Pakistan plans to privatise state-owned enterprises to boost economy

The government’s biggest state-owned asset going on sale is the Pakistan International Airlines (PIA) which has racked up losses of approximately USD 3.6 billion in the last 20 years.

Karachi: Pakistan plans to offload dozens of state-owned enterprises, including the ailing national flag carrier, as the cash-strapped country seeks another bailout package from the IMF to bolster the economy that has fallen into debt and a low-growth crisis.

The government’s biggest state-owned asset going on sale is the Pakistan International Airlines (PIA) which has racked up losses of approximately USD 3.6 billion in the last 20 years.

The privatisation of the airlines is seen as the real test case for the government’s move to liquidate state-owned enterprises to bolster the economy.

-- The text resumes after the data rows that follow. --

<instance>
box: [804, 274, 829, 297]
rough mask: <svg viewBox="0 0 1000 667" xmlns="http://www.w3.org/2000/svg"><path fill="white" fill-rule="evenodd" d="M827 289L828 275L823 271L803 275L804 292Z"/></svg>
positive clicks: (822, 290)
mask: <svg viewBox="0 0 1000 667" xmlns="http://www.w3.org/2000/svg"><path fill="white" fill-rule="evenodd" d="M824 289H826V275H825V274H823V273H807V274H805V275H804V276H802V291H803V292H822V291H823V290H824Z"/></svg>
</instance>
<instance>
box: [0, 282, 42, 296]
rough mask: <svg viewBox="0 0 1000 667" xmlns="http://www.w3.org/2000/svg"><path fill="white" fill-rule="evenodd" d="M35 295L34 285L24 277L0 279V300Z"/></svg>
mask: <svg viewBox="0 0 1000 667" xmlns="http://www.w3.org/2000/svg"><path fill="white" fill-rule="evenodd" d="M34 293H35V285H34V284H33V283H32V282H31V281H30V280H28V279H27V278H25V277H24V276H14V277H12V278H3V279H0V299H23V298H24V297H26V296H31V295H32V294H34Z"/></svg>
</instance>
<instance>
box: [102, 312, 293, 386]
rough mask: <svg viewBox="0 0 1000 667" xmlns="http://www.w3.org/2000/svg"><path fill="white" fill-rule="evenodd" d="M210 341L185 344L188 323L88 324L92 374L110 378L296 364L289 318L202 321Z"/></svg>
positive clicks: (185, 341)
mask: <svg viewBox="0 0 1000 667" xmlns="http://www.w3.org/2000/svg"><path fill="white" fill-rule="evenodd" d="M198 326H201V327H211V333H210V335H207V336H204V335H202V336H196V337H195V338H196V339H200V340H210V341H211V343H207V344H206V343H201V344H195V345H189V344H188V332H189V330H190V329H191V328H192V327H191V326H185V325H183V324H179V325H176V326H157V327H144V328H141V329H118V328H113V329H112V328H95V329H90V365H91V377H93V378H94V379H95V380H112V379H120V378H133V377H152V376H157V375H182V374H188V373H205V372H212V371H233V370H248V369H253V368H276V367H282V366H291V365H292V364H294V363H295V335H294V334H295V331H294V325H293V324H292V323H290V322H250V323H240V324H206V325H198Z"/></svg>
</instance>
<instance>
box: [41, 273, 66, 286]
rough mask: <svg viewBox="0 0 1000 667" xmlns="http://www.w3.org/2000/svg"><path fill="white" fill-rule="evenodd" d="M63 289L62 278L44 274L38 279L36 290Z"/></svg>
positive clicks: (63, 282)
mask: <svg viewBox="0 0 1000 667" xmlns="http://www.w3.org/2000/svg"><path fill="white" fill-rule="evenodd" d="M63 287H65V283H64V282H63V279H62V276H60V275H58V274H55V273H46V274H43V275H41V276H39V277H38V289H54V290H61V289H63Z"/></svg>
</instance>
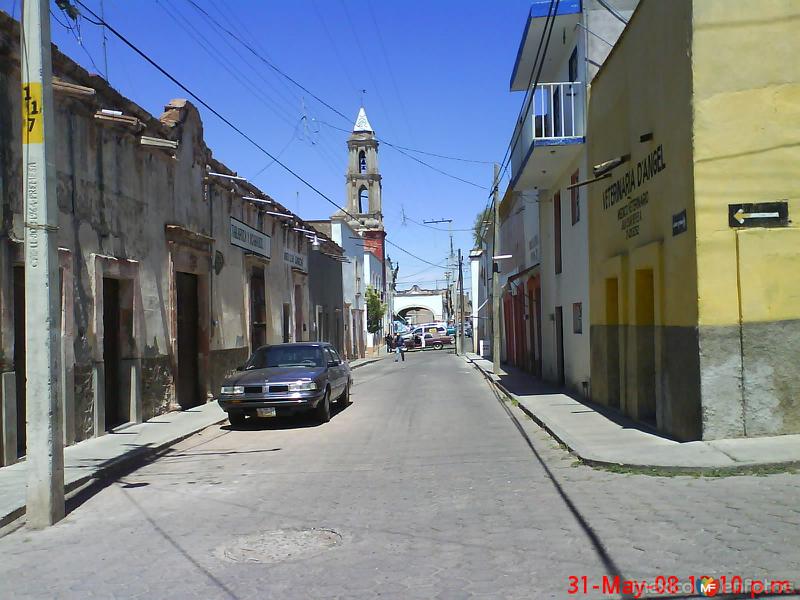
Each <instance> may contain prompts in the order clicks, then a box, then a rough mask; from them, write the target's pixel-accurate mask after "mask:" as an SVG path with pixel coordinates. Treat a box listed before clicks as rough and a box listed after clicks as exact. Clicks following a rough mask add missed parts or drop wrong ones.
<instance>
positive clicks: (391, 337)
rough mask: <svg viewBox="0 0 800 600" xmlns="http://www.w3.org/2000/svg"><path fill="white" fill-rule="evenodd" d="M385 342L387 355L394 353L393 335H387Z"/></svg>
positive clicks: (390, 334)
mask: <svg viewBox="0 0 800 600" xmlns="http://www.w3.org/2000/svg"><path fill="white" fill-rule="evenodd" d="M384 341H385V342H386V354H389V353H390V352H391V351H392V345H393V340H392V334H391V333H387V334H386V337H385V338H384Z"/></svg>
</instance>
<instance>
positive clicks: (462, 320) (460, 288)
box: [458, 248, 467, 355]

These include the Roosevelt Hotel in New York, State Life Insurance Corporation, Lahore Electric Supply, First Women Bank, Pakistan Reinsurance, Services International Hotel in Lahore, House Building Finance Corporation, and dozens of other enterprises now mostly showing losses.

According to a senior official who declined to be named, some 10 entities have already submitted bids for a majority stake in the airlines, including Pakistani business tycoon Arif Habib, and three of the nation’s private airlines.

The deadline for bidding was May 18 but the official said it has been extended for a few more days.

Financial expert Tariq Hameed, of the Capital Investments, believes that if the government can successfully sell off majority shares in the PIA, it would define the sale of other enterprises as well.

“How much the government can earn from the sale of these state-owned enterprises, especially PIA is important to Pakistan’s need of a USD 6 billion to USD 8 billion bailout that the country is seeking from the IMF,” he said.

An International Monetary Fund (IMF) delegation, which is in Pakistan, has made it clear to the government’s financial experts that it must stop subsidising money-losing state-owned entities as a condition for loans to help prop up a faltering economy.

An official involved in the privatisation bid, who also didn’t want to divulge his name, said there was no official minimum price for PIA shares but bidding should start at around USD 300 million.

Previous governments have also tried to sell the airlines which was once the pride of Pakistan. Previous attempts have seen employee strikes, court cases, and flight suspensions but this time the economic situation of the country is such that the privatisation process could go ahead.

The planned sale has the support of the Special Investment Facilitation Council (SIFC), a body created by the new government for privatising money-bleeding enterprises.

Media reports point to the powerful military establishment also backing the sale of these enterprises this time.

But Asma Hyder, professor of economics at the Institute of Business Administration in Karachi believes the privatisation (of SOEs) is not the solution to Pakistan’s economic problems.

She noted that one reason for the national airlines suffering crippling financial losses has been the “politicisation” of the airlines by various governments which has led to over-staffing, unnecessary properties, poor policies regarding routes and leasing of aircraft.

Earlier this year, the national airlines had to suspend most of their flights or reschedule them for a week after the Pakistan State Oil stopped credit lines on the supply of fuel to the cash-strapped airlines.

“These issues affect most of the state-owned enterprises and have to be addressed,” she said.

PIA still has a 41 per cent share in the domestic market, as well as a 22 per cent slice of international route business, according to the Pakistan Civil Aviation Authority.

The drop in the Pakistani rupee has hurt revenue in US dollar terms — the currency in which fuel is priced and more importantly the same UAE airlines PIA helped set-up have now captured business from PIA on international routes.

PIA is expected to show a USD 400 million shortfall in the latest financial year review even though it has relied heavily on a USD 40 million annual government subsidy but still carries a USD 3 billion debt load.

With so much debt to show, the government has hired a global consulting firm, which has recommended breaking PIA into two companies, where a new holding company will be created to park the debt.

Aviation expert Taj Haider, who has retired from the national airlines, believes the bid to break PIA into two entities will be fraught with legal and other problems.

“It is not going to be an easy road ahead and if the government can’t complete the privatisation of the airlines smoothly it will have a bearing on the sale of their other enterprises,” he said.